I suspect that desire starts as a warmth in the hands. Or at least it does for me. Not that my hands themselves are warm, but a warm energy kind of passes over my palms. I feel it before I even realize what it is that I’m drawn to. I think that in this sense the word ‘impulse’ does a good job of defining itself (and I’m usually not so quick to acknowledge a word for sufficiently encompassing meaning). Impulse. ‘Im’ as it’s used here is a root for ‘from’ or ‘before’ and then coupled with ‘pulse’- a word emulating the heart pumping blood, giving life. Could this feeling be a desire from our inner pulse, the heart, a feeling maybe of life before logic? And even beyond its roots, the word itself takes on impulsive character- quickly moving from inside you through the back of your mouth a brief moment the lips close before it almost seems to spit itself out into the air.

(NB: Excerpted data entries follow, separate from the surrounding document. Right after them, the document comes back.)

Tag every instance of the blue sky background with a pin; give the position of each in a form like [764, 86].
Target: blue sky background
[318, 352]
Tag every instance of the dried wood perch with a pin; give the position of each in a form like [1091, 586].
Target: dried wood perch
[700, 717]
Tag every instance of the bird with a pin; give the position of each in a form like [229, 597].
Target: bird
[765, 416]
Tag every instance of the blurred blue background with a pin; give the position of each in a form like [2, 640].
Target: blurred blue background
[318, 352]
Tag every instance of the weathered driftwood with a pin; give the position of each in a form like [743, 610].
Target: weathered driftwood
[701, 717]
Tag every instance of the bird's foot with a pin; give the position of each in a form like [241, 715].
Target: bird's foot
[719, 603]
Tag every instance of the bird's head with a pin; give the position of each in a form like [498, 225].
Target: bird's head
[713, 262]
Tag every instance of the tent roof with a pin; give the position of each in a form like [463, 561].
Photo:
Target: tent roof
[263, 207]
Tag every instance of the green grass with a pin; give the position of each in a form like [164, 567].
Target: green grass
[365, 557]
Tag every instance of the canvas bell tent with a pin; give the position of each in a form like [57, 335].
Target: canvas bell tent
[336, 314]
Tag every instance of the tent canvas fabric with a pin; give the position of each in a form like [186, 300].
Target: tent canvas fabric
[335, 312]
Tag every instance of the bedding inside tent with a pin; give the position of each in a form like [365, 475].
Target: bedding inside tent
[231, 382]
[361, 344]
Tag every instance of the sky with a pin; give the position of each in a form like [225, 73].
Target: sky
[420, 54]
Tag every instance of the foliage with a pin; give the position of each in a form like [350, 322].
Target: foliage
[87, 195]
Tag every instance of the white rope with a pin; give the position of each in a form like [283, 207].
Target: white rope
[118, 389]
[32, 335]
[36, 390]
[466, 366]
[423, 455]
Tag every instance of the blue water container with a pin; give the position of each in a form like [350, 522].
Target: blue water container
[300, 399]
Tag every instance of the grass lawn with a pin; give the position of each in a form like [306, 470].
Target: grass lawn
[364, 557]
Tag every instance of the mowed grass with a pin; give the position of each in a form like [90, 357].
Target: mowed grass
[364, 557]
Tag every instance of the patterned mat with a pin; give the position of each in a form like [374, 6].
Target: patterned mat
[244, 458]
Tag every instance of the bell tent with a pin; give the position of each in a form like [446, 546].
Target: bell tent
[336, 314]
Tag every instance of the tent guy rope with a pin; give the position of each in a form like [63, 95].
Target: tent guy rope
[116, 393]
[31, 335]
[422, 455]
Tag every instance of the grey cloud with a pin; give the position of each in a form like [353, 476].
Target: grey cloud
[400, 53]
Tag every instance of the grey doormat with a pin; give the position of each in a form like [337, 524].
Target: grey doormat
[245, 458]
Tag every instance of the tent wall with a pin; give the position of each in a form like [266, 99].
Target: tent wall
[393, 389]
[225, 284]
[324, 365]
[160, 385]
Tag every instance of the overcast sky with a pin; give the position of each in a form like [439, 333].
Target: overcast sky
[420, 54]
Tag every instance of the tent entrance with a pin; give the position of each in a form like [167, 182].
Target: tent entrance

We can’t quiet all noises, stars won’t hide their fires, and to a certain extent, I have to believe that if impulse stews beneath the surface it can start to burn us from the inside. But like most things, I can’t claim this to be a black and white issue. I’m not here to tell you that acting on every impulse won’t get you into trouble. I won’t say that throwing logic to the wind is always healthy, or this sort of thing will certainly better your life. Honestly, I don’t know much.
Rather, I’m here to take the space for a brief a love letter to my impulses, right or wrong. Because I love the tingly warm energy that blows over my palms. I love biting into a buttery soft chocolate cake, or dancing in the street, or the crash of an uncontrollable belly laugh. I love spending the money I was going to save on something I might never have seen again. I love the kisses and ‘I love you’s that could have waited for a more perfect moment (or maybe should have been avoided altogether). I remorsefully love the middle fingers and ‘what the hell’s that I probably would have fizzled with a deep breath or a good night’s sleep. I love the free falls, and a part of me even loves the crashes… god some of them are so stupid, but hey here we are.
Impulse doesn’t always steer me in the ‘right direction’. In fact, I would argue that it has royally fucked us all over at one point or another. So yeah it should probably be loved from a distance. But even so, this is me providing a space for that feeling. This is me sitting down for a coffee with my inner desire in hopes that if I treat it gently, with just enough love and empathy, it will grow to be kinder to me and the outcomes it dawns.